The famous glutathione injection is valued between N100,000 and N300, 000 for high end users. However, to guarantee the effectiveness of the treatment, users have to also buy and use glutathione capsules regularly. The capsules cost between N30, 000 and N50, 000, disclosed Stella Egodi, who is currently undergoing the glutathione treatment at an exclusive spa in Lekki, Lagos.
Further findings revealed that new fascination with skin bleachers and the status-enhancing whitening treatment has caught on in the upscale social circuits of Lagos. Predictably, dealers of skin lightening products have emerged with beauty parlours springing up within and about exclusive and commercial nerve centres of the city. Many of these spas and skin bleaching parlours often promise a lighter, radiant and spot-free complexion for clients at specified rates.

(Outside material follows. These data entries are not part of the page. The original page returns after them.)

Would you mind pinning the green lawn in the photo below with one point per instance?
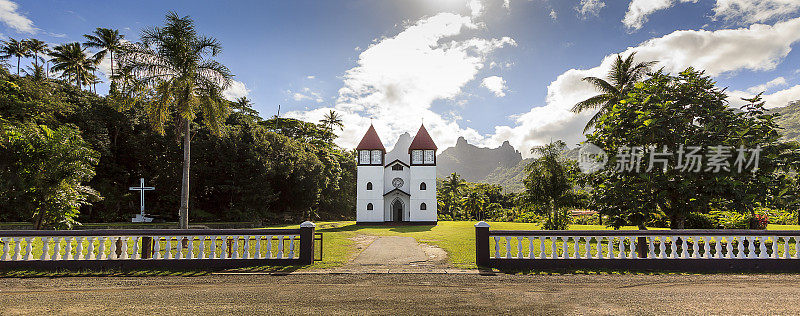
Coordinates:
(457, 238)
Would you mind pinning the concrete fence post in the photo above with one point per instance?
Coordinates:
(307, 242)
(482, 244)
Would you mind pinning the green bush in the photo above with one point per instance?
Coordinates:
(731, 220)
(700, 221)
(559, 220)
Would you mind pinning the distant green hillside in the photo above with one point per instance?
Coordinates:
(789, 120)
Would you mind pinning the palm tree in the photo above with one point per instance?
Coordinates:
(474, 202)
(72, 61)
(36, 47)
(14, 48)
(175, 62)
(621, 78)
(332, 119)
(108, 41)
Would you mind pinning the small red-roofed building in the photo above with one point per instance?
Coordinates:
(398, 186)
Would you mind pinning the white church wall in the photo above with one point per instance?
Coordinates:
(426, 174)
(367, 174)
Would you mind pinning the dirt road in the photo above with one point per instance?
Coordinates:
(405, 294)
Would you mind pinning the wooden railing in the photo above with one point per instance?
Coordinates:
(690, 250)
(167, 248)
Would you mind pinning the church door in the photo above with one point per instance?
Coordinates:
(397, 211)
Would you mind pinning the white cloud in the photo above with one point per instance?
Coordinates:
(307, 94)
(397, 79)
(758, 48)
(778, 99)
(589, 8)
(752, 11)
(475, 7)
(236, 90)
(13, 19)
(495, 84)
(777, 82)
(638, 10)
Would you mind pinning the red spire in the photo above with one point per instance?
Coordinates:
(423, 140)
(371, 140)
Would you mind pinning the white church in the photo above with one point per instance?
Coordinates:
(398, 186)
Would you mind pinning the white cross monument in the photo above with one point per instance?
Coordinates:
(141, 218)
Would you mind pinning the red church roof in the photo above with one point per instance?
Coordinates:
(371, 140)
(423, 140)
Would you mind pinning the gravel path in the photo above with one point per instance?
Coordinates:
(405, 294)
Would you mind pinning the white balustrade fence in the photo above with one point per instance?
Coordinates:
(272, 246)
(750, 248)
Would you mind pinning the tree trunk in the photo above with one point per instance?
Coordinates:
(183, 212)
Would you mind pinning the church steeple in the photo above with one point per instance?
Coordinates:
(370, 149)
(422, 149)
(371, 140)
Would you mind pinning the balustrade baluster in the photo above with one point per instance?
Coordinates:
(542, 249)
(157, 247)
(291, 248)
(269, 247)
(246, 248)
(45, 245)
(136, 254)
(729, 247)
(78, 248)
(67, 248)
(280, 247)
(786, 254)
(497, 246)
(751, 247)
(17, 248)
(674, 247)
(796, 247)
(56, 248)
(212, 249)
(508, 247)
(167, 247)
(762, 247)
(28, 249)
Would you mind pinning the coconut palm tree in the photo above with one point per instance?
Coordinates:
(36, 47)
(175, 62)
(332, 119)
(74, 64)
(621, 78)
(14, 48)
(108, 41)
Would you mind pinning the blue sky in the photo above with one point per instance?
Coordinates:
(489, 70)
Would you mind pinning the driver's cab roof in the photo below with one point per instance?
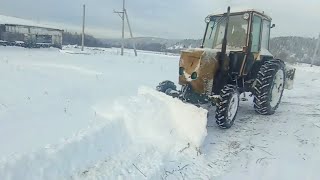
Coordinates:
(237, 11)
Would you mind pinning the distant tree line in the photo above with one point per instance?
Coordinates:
(295, 49)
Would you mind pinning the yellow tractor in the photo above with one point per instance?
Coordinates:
(234, 58)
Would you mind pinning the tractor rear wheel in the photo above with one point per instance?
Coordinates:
(227, 106)
(269, 87)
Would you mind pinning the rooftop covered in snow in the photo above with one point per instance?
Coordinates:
(9, 20)
(241, 10)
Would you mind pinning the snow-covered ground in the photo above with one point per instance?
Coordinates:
(65, 115)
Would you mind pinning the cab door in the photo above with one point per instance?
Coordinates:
(255, 44)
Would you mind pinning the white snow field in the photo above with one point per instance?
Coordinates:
(96, 115)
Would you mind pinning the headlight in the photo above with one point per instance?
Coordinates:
(246, 16)
(181, 71)
(194, 76)
(208, 19)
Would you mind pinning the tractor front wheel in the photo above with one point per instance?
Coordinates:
(227, 106)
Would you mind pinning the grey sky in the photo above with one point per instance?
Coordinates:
(163, 18)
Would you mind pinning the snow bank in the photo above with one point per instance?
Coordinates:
(149, 119)
(154, 117)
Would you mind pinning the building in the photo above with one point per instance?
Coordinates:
(28, 33)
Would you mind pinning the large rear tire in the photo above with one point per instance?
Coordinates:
(269, 87)
(227, 106)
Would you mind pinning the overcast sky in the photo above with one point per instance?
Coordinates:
(175, 19)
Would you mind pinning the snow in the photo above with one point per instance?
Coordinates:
(19, 21)
(96, 116)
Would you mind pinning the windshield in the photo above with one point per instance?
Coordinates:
(237, 32)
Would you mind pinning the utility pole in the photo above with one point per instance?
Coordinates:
(83, 25)
(315, 51)
(124, 15)
(123, 9)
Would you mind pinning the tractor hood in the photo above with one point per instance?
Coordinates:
(198, 68)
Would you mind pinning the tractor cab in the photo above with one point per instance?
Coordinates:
(234, 59)
(247, 36)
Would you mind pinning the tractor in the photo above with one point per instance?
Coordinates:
(233, 59)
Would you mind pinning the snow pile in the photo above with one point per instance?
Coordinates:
(155, 117)
(149, 119)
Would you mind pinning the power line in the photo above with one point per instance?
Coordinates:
(124, 16)
(315, 51)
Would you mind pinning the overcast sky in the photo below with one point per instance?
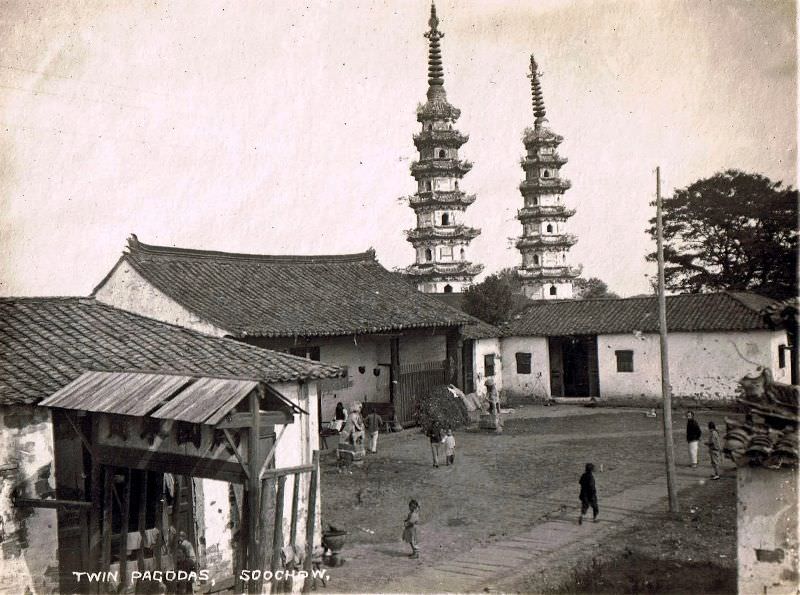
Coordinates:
(285, 127)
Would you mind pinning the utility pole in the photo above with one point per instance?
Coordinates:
(666, 389)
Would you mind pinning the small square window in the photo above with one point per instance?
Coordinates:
(488, 364)
(782, 349)
(624, 361)
(523, 363)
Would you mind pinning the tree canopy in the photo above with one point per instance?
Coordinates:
(734, 230)
(591, 288)
(496, 298)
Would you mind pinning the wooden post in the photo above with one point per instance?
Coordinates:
(253, 482)
(142, 521)
(311, 519)
(108, 484)
(277, 535)
(125, 511)
(295, 504)
(95, 531)
(666, 389)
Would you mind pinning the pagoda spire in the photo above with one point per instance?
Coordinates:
(539, 112)
(435, 69)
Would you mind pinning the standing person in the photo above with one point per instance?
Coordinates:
(693, 435)
(450, 447)
(373, 423)
(435, 435)
(714, 448)
(410, 535)
(588, 495)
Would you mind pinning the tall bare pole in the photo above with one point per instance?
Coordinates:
(666, 389)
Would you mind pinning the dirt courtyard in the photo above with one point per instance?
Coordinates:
(500, 486)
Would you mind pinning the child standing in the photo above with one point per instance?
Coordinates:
(410, 531)
(588, 495)
(450, 447)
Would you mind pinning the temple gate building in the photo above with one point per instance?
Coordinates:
(440, 238)
(544, 272)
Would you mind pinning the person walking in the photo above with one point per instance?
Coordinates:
(450, 447)
(435, 435)
(373, 425)
(410, 535)
(714, 449)
(693, 435)
(588, 495)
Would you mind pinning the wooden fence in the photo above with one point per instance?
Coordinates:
(415, 381)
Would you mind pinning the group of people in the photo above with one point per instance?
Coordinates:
(693, 436)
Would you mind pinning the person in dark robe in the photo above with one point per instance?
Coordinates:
(588, 495)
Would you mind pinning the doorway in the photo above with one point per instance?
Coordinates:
(573, 366)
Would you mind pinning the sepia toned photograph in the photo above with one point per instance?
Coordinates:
(399, 296)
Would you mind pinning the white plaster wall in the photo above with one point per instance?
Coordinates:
(537, 383)
(28, 536)
(344, 351)
(415, 349)
(767, 520)
(485, 347)
(128, 290)
(703, 365)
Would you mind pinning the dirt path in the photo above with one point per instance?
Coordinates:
(508, 506)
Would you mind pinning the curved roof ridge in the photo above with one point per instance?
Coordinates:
(136, 247)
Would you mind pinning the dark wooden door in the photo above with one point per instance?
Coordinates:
(556, 367)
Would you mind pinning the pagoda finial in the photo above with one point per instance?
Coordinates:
(536, 94)
(435, 70)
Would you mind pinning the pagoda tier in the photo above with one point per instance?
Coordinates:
(441, 237)
(434, 138)
(457, 234)
(460, 271)
(423, 201)
(544, 244)
(543, 241)
(542, 212)
(439, 167)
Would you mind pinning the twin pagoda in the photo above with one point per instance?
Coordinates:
(441, 237)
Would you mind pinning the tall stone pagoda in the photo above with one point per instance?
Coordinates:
(545, 273)
(441, 238)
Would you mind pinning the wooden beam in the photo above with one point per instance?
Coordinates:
(56, 503)
(295, 505)
(239, 458)
(277, 535)
(311, 519)
(288, 471)
(142, 520)
(245, 419)
(271, 452)
(125, 511)
(105, 557)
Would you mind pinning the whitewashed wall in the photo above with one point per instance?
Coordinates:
(28, 536)
(767, 530)
(537, 383)
(483, 347)
(128, 290)
(702, 365)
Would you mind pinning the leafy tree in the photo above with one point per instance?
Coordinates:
(585, 289)
(496, 298)
(734, 230)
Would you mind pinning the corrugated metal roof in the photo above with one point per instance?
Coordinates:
(207, 400)
(163, 396)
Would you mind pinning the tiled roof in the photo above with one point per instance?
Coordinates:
(46, 343)
(725, 311)
(284, 296)
(478, 330)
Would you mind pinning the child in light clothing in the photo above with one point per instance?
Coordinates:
(450, 447)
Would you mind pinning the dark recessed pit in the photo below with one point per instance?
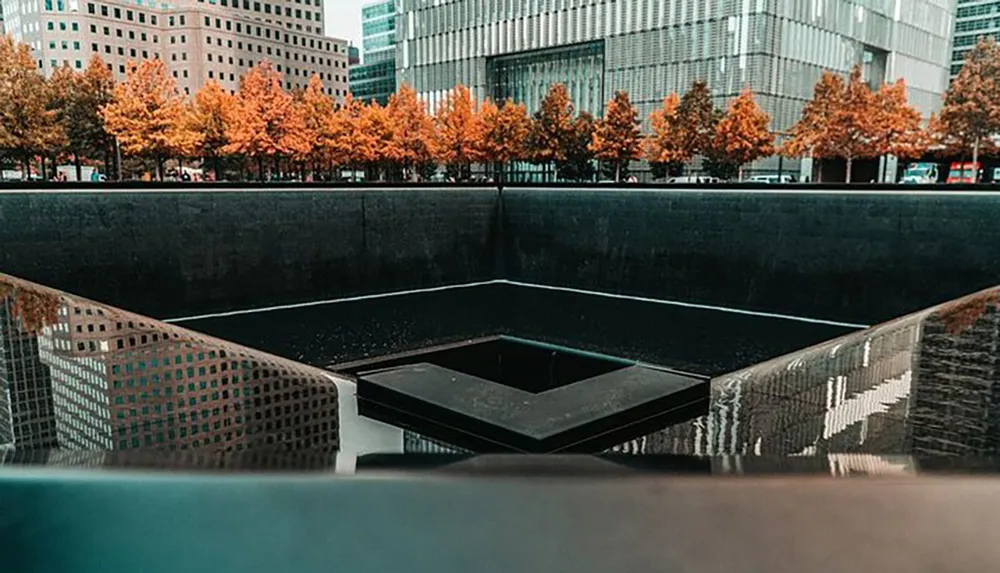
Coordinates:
(527, 365)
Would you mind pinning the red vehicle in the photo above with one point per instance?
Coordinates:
(964, 172)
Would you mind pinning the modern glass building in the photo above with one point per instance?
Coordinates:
(375, 79)
(652, 47)
(975, 19)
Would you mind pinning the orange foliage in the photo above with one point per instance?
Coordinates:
(744, 134)
(899, 128)
(34, 309)
(459, 136)
(148, 115)
(666, 142)
(616, 136)
(504, 131)
(27, 122)
(971, 113)
(552, 127)
(212, 108)
(810, 135)
(413, 130)
(316, 108)
(266, 122)
(375, 134)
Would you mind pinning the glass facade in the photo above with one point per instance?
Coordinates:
(975, 19)
(652, 47)
(526, 77)
(375, 79)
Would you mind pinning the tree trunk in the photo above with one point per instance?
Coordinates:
(975, 160)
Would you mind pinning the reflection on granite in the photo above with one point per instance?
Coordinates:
(923, 384)
(427, 455)
(79, 375)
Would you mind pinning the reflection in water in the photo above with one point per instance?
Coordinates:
(79, 375)
(923, 384)
(81, 382)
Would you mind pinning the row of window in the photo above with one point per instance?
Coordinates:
(296, 56)
(267, 9)
(117, 13)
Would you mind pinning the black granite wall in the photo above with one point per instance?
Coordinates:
(167, 253)
(854, 257)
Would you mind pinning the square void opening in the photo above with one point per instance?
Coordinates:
(523, 364)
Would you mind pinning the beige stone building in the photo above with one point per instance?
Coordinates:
(199, 40)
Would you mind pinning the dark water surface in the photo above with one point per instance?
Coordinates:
(702, 341)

The dangers of prolonged use of bleaching creams
Prolonged use of bleaching agents, with the loss of the protective effect of melanin pigment, combined with sun exposure can theoretically lead to an increased risk of skin cancer, according to Gloria Okeke, a dermatologist.
According to her, incessant use of skin whiteners also causes premature aging as the harsh chemicals in the creams cause serious damage to the elastic fibres of the skin. Hydroquinone causes a paradoxical increased pigmentation of the skin, called ochronosis. This results from pigment deposition in the deeper parts of the skin.
Other complications include eczema, as these agents are often irritating to the skin. With steroid use, the main side effect is the increased risk of skin infections, for example, fungal infections and scabies. There is also skin thinning, with the development of stretch marks and acne. Furthermore, with the uncontrolled use of steroids on the skin, individuals may experience poor wound healing.
With the use of more potent steroid creams, applied over a large body surface area, there is a risk of systemic side effects, including the development of high blood pressure and diabetes. Mercury agents12 when applied to the skin in sufficient quantities can be absorbed leading to mercury poisoning, which is manifested by a range of symptoms, including psychiatric, neurological and kidney problems. Mercury is highly toxic, and sustained exposure to it can lead to neurological damage and kidney disease.
Systemic side effects of some of these agents including mercury poisoning may also be observed in babies if pregnant or breast-feeding women use them. According to local dermatologists, skin lightening disrupts primary innate immune function of the epidermal skin leading to susceptibility of the users to systemic infections since lightening creams used for long duration, on a large body surface area and under hot humid conditions enhances absorption.